Illumi burst forward, with all the speed he had been holding back, and then he was there, one hand wrapped around Killua's neck and the other holding a needle to his temple. And then, as quickly as he had left, he was back in his own body. He finally felt Killua squirm in his chokehold and gasp for air. He loosened his grip and Killua fell back to the ground.

"What… the fuck was that?" Killua growled in between heavy breaths. Illumi felt a shock of real fear, cold and clammy. "You just tried to kill me."

"You've improved, Killua. So I decided it was time to stop holding back against you. It was a gesture of respect." There. That was true enough.

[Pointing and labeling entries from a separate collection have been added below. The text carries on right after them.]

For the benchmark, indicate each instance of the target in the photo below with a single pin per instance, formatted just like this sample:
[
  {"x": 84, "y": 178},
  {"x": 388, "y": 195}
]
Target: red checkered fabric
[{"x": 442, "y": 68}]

Mother stood up from her place under the oak tree and came over to Illumi and Killua. Even as she lectured him for his mistakes in the spar, she knelt beside him in the grass and ran her fingers over his throat. Already, the beginnings of lavender bruises blossomed under her touch. Killua flinched and Illumi saw him force himself not to run back out of her reach. It told him that things were going back to the way they were meant to be. Mother had never stopped loving Killua, but now, in her arms, Killua remembered how he had loved her once. It was plain in his face: soon enough, he would forgive her enough to take refuge in her. Illumi now knew he had not made a mistake; Killua would finally love Mother and everything would be set as it should be.

The emptiness, again. Why had it come now?